Factors affecting the outcomes in patients with acute respiratory distress syndrome in a tertiary care setting

Autor: Muhammed Rashid, Manasvini Ramakrishnan, Deepa Sudalai Muthu, Viji Pulikkel Chandran, Girish Thunga, Vijayanarayana Kunhikatta, Vishal Shanbhag, Raviraja V. Acharya, Sreedharan Nair
Jazyk: angličtina
Rok vydání: 2022
Předmět:
Zdroj: Clinical Epidemiology and Global Health, Vol 13, Iss , Pp 100972- (2022)
Druh dokumentu: article
ISSN: 2213-3984
DOI: 10.1016/j.cegh.2022.100972
Popis: Purpose: The clinical profile and factors affecting outcomes in acute respiratory distress syndrome (ARDS) from adequately sample-sized Indian studies are still lacking. We aimed to investigate the clinical profile, treatment pattern, outcomes; and to assess factors affecting non-recovery in ARDS patients. Patients and methods: A retrospective observational study was conducted among adult ARDS patients admitted during five year period (January 2014–December 2018) in a South Indian tertiary care setting. The relevant data were collected from the medical records to the data collection form.
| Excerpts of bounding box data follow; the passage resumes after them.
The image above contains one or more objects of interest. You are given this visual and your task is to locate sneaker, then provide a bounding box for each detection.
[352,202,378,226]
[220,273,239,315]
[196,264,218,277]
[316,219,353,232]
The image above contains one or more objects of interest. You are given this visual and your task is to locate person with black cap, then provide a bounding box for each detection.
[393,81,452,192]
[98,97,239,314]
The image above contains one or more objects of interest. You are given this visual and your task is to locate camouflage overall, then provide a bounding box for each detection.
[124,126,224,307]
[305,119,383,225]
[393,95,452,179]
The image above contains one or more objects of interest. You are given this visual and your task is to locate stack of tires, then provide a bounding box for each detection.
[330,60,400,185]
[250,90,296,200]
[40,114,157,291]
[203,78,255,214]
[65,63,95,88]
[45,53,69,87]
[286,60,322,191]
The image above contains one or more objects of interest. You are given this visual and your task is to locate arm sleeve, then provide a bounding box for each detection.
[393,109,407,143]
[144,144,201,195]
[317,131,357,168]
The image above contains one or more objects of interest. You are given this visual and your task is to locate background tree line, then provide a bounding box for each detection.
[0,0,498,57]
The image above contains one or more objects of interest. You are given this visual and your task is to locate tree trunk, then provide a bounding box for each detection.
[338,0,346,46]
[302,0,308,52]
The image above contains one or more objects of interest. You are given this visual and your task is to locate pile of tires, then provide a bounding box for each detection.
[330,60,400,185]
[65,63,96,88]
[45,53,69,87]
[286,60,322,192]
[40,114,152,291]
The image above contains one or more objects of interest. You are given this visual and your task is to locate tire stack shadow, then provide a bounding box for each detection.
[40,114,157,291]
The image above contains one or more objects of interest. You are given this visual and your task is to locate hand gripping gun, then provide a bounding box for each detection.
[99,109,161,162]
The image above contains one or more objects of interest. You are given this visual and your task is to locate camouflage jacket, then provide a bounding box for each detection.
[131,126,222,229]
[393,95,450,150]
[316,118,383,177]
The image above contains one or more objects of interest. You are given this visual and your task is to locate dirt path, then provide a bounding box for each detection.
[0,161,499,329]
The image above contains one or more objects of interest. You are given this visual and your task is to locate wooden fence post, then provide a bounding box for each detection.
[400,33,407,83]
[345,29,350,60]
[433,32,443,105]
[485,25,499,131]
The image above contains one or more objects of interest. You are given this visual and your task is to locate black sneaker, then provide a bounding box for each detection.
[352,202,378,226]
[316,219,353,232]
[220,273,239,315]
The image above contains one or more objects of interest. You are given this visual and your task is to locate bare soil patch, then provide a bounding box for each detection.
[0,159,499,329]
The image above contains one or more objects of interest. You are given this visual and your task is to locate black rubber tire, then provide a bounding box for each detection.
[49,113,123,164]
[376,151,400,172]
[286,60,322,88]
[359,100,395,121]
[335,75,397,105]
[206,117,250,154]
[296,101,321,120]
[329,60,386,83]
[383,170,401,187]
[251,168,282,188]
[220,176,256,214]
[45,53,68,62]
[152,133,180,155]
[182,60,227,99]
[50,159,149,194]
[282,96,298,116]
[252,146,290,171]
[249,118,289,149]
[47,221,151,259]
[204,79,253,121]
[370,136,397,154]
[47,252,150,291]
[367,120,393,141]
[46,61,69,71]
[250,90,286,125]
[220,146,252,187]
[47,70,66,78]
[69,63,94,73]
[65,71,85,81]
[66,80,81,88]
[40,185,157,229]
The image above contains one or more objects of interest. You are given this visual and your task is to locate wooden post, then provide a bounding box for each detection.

The univariate and multivariate logistic regression analyses were conducted to identify the predictors of outcomes using SPSS v20. Results: A total of 857 participants including 496 males and 361 females with a mean age of 46.86 ± 15.81 years were included in this study. Fever (70.9%), crepitation (58.3%), breathlessness (56.9%), and cough (45%) were the major clinical presentation. Hypertension (25.2%), kidney disease (23.8%), and diabetes (22.3%) were the major comorbidities; and sepsis (37.6%), pneumonia (33.3%), and septic shock (27.5%) were the major etiological factors observed. Antibiotics and steroids were administered to 97.9% and 52.3% of the population, respectively. The recovery rate was 47.49%. The patients with scrub typhus, dengue, pancreatitis, and oxygen supplementation had significantly lower mortality. The factors such as advanced age, sepsis, septic shock, liver diseases, and ventilation requirements were observed to be the independent predictors of non-recovery in ARDS patients. Conclusion: A comparable recovery rate was observed in our population. Advanced age, sepsis, septic shock, liver diseases, and ventilation requirements were the independent predictors of non-recovery.